If Ashenden believes in Rosie’s philosophy - that we should enjoy ourselves because nothing will matter once we’re dead - he doesn’t seem to have fully applied it to his own life. While he may have unlearned some of the snobbery into which he was born, he still strikes you as cranky; a common response to being asked to do something or to go have lunch is that he doesn’t want to. This attitude to life has also made it difficult for Ashenden to do what he sees as right. If all that matters is living for the moment - having your cakes and ale - then it is silly to try and appeal to higher beliefs like honour, truth, fidelity, and beauty, which is what Ashenden is doing when he's trying to preserve the authentic memory of Rosie Driffield. He feels embarrassed though:

I have noticed that when I am most serious people are apt to laugh at me, and indeed when after a lapse of time I have read passages that I wrote from the fullness of my heart I have been tempted to laugh at myself. It must be that there is something naturally absurd in a sincere motion, though why there should be I cannot imagine, unless it is that man, the ephemeral inhabitant of an insignificant planet, with all his pain and all his striving is but a jest in an eternal mind. (250).

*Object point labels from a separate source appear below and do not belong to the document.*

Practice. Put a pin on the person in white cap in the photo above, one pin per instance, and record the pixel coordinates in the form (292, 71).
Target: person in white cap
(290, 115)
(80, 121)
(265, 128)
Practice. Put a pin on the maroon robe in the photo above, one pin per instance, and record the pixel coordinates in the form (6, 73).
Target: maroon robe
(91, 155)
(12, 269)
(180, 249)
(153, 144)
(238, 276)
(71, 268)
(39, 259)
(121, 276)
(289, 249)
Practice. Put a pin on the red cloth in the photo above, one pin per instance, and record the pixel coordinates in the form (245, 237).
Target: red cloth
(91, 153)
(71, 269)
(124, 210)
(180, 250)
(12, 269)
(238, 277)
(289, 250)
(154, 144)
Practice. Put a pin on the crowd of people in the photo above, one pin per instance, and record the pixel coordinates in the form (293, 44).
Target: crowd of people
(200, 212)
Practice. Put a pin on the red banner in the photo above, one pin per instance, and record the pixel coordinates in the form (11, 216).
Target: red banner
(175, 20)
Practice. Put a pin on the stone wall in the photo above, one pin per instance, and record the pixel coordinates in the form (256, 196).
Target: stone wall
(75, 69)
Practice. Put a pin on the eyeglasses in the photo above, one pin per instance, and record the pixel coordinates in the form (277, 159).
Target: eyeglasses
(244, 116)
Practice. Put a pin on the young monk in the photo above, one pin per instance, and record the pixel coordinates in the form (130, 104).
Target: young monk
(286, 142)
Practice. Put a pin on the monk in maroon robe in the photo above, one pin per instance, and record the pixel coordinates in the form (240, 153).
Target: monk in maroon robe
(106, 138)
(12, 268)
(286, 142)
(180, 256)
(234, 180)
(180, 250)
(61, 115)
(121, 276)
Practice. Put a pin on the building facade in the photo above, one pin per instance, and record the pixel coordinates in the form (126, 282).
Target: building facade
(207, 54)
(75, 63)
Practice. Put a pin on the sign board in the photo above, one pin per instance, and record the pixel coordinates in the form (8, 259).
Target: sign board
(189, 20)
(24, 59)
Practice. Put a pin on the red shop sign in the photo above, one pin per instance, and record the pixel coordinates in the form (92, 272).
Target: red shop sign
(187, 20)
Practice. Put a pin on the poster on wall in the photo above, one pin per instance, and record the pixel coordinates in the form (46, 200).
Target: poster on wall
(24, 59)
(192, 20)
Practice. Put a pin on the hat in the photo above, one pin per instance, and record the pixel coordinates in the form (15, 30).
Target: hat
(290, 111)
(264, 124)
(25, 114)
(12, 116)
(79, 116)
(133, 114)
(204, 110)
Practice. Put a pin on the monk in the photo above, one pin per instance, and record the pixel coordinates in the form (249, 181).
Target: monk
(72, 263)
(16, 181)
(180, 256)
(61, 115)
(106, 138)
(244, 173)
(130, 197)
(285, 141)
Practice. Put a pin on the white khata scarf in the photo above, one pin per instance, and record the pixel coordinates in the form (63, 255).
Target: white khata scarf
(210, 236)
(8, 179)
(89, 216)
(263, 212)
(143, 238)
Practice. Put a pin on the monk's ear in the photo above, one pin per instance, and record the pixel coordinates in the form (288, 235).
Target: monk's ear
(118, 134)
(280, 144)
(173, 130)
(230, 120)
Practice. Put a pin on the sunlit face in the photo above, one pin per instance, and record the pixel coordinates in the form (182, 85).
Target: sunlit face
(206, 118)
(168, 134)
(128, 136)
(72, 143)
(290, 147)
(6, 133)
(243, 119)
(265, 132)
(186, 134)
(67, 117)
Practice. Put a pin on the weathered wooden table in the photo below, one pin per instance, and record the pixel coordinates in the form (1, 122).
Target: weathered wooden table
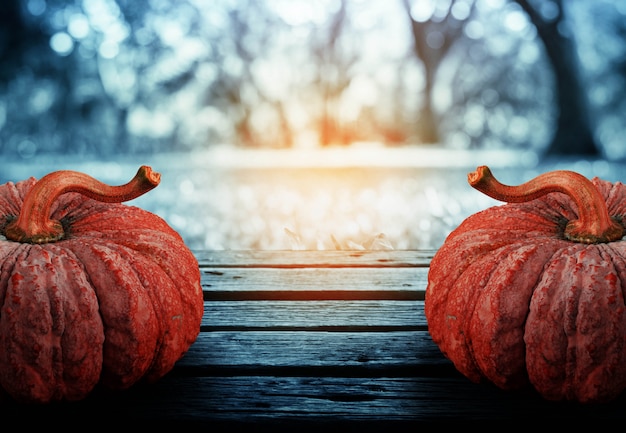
(297, 339)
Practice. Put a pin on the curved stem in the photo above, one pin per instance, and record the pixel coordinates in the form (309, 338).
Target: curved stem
(33, 225)
(594, 225)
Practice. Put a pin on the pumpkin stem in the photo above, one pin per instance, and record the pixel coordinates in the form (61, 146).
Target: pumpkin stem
(594, 225)
(33, 225)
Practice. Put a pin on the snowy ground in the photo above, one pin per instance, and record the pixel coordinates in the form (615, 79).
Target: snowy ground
(360, 198)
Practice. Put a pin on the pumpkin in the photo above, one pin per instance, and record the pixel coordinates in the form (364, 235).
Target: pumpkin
(93, 292)
(530, 294)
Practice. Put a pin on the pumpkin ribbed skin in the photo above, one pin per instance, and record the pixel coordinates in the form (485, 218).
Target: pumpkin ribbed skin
(118, 300)
(510, 300)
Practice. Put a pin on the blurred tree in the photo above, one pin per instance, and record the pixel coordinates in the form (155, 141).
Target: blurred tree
(435, 28)
(574, 132)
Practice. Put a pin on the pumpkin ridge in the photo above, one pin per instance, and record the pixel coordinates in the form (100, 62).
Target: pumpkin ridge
(130, 336)
(169, 306)
(499, 347)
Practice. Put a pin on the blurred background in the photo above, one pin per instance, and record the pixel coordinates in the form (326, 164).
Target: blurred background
(298, 124)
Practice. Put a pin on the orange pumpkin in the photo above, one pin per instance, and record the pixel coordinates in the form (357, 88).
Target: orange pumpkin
(92, 291)
(531, 293)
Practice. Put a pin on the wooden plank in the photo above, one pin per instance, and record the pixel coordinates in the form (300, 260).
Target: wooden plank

If you look up anything about Cakes and Ale, the first thing you’ll find out is that the characters are supposedly based on real people. Alroy Kear is Hugh Walpole, a now largely forgotten author (which is all the more stinging in its irony). Ted Driffield is Thomas Hardy. That probably means William Ashenden is supposed to be W(illiam) Somerset Maugham. Does that mean we ought to interpret Ashenden’s thoughts as the thoughts of Somerset Maugham? Should we hold Ashenden’s words against Maugham?

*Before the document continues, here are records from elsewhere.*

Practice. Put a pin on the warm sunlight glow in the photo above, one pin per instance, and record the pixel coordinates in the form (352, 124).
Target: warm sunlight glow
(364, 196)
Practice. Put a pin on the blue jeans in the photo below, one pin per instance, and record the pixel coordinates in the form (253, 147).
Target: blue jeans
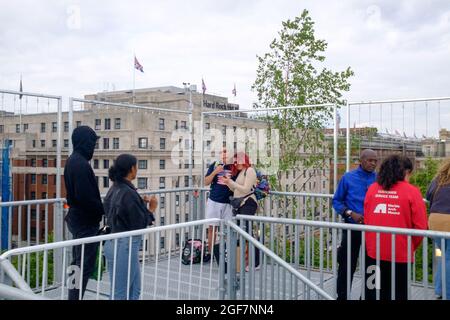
(121, 275)
(438, 275)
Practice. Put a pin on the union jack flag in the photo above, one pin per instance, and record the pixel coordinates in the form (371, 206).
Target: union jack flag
(203, 86)
(138, 66)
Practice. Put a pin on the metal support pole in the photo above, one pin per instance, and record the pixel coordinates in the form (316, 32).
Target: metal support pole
(70, 125)
(335, 144)
(348, 138)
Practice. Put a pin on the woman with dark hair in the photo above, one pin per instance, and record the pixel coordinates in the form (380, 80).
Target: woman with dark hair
(438, 195)
(125, 211)
(392, 202)
(243, 188)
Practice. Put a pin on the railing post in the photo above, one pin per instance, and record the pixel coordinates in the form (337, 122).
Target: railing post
(231, 264)
(58, 235)
(221, 261)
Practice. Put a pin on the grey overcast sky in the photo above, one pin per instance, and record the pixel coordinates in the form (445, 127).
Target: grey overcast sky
(396, 48)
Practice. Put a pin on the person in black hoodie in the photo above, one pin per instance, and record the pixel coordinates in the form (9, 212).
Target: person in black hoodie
(85, 205)
(125, 211)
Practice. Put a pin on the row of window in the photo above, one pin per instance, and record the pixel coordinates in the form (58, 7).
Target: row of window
(142, 183)
(142, 164)
(107, 124)
(25, 127)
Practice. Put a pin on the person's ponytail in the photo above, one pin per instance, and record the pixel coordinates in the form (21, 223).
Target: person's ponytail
(121, 167)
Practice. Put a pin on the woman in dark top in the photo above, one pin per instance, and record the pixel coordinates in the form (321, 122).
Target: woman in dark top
(438, 195)
(125, 211)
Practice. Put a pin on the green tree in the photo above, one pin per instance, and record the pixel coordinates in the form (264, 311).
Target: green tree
(291, 75)
(422, 177)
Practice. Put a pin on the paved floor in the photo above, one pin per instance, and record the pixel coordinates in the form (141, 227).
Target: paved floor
(170, 279)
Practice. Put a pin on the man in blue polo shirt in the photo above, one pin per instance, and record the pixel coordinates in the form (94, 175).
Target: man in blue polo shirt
(218, 204)
(348, 201)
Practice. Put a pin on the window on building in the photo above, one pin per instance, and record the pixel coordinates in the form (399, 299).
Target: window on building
(142, 183)
(117, 123)
(143, 143)
(116, 143)
(105, 182)
(142, 164)
(105, 143)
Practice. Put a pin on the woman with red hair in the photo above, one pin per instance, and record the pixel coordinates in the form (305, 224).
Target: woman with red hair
(243, 188)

I think that would be a mistake. There is no reason why we have to read the voice of the narrator as the voice of the author himself. Even if you did take that view, Maugham himself would probably agree that you’re overthinking it. Don’t be too serious with this book and you’ll find a great deal to be delighted with. Take it as an instruction manual for how to live your life, and you’ll probably begin to feel like Bishop Walsham How, who burned his copy of Jude the Obscure. Don’t think too hard about it. If you find you can’t help it, you might consider what Ashenden has to say about the author, that they need only write down their thoughts in order to forget them. Unthinking pleasure may have its moral and epistemic limits, but the author is granted an escape from all this through his writing. “He is the only free man.” (268).